Ernährungsmythen- kurz und knapp erklärt

Der Hund ist ein Fleischfresser!

  1. „Was? Dem Hund Gemüse geben? Was soll der Blödsinn? Einem Kaninchen schmeißt man doch auch kein Schnitzel in den Käfig!“

    Solche oder so ähnliche Aussagen kennen wir wohl alle. Der Hund stamme ja schließlich vom Wolf ab und ist deshalb ein Fleischfresser, der mit Gemüse nichts anfangen kann. Stimmt nur leider nicht so ganz. Ja, der Hund stammt vom Grauwolf ab, doch reine Fleischfresser sind beide nicht. Zoologisch betrachtet zählen sie zwar zu den Carnivoren, also Fleischfressern (oder eher „Beutetierfressern“), jedoch werden diese nochmal unterschieden in strikte und nicht- strikte Fleischfresser sowie solche, die gar kein Fleisch fressen, wie etwa der Pandabär. Zu den strikten Fleischfressern zählen z.B. Katzen, welche pflanzliche Kost schlecht bis gar nicht verwerten können. Zu den nicht- strikten Fleischfressern zählen, und dies dürfte einige überraschen, Wolf und Hund. Noch genauer betrachtet sind diese beiden Tierarten Carni- Omnivoren, was heißt, sie sind Allesfresser, welche sich aber hauptsächlich von tierischer Nahrung ernähren, aber auch durchaus pflanzliche Kost fressen und verwerten können.

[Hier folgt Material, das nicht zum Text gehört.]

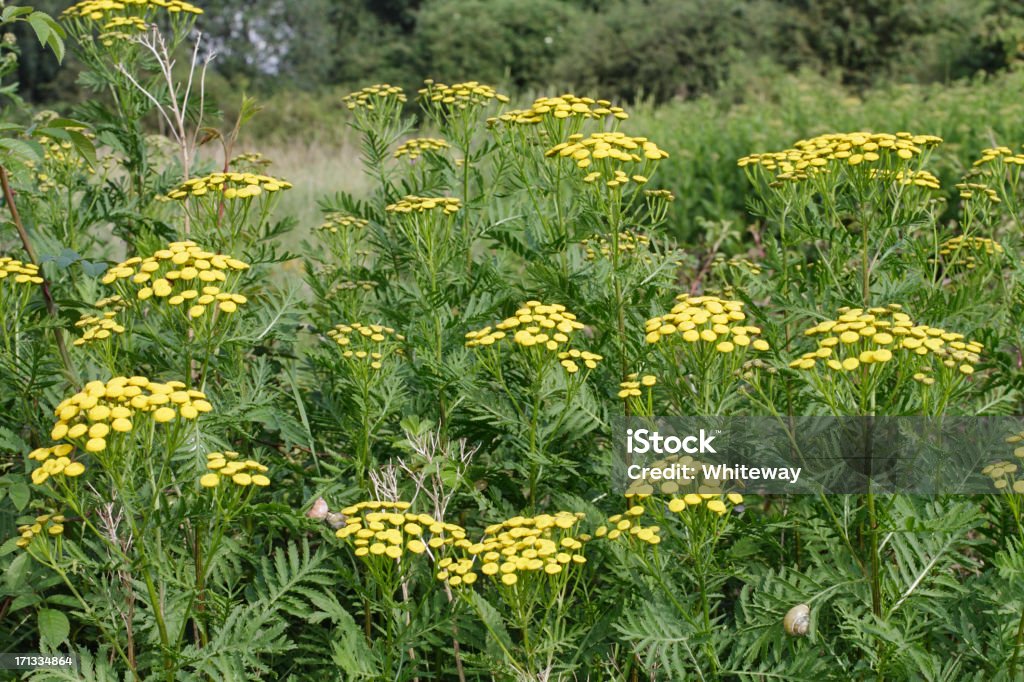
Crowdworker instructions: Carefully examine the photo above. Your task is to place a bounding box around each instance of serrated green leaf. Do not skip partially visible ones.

Hierzu zählen übrigens auch Waschbären und Füchse, welche als hundeartige auch eng mit dem Haushund verwandt sind und von welchen man weiß, dass sie, überspitzt gesagt, alles fressen, was nicht „bei drei auf dem Baum ist“. Auch Wölfe ernähren sich nicht ausschließlich von Fleisch, sondern fressen auch Gräser, Kräuter, Wurzeln, Früchte und sogar Blätter.

     

  2. Getreide ist schlecht für Hunde und löst Allergien aus!

    In letzter Zeit liest man immer häufiger, dass Getreide Allergien auslöst und sogar für Krebs verantwortlich ist. Woher dieser Mythos kommt, weiß ich leider auch nicht. Allerdings könnte ich mir durchaus vorstellen, dass dieser durch Futtermittelfirmen begünstigt wird, die damit werben, dass nur getreidefreies Futter wirklich gesund wäre.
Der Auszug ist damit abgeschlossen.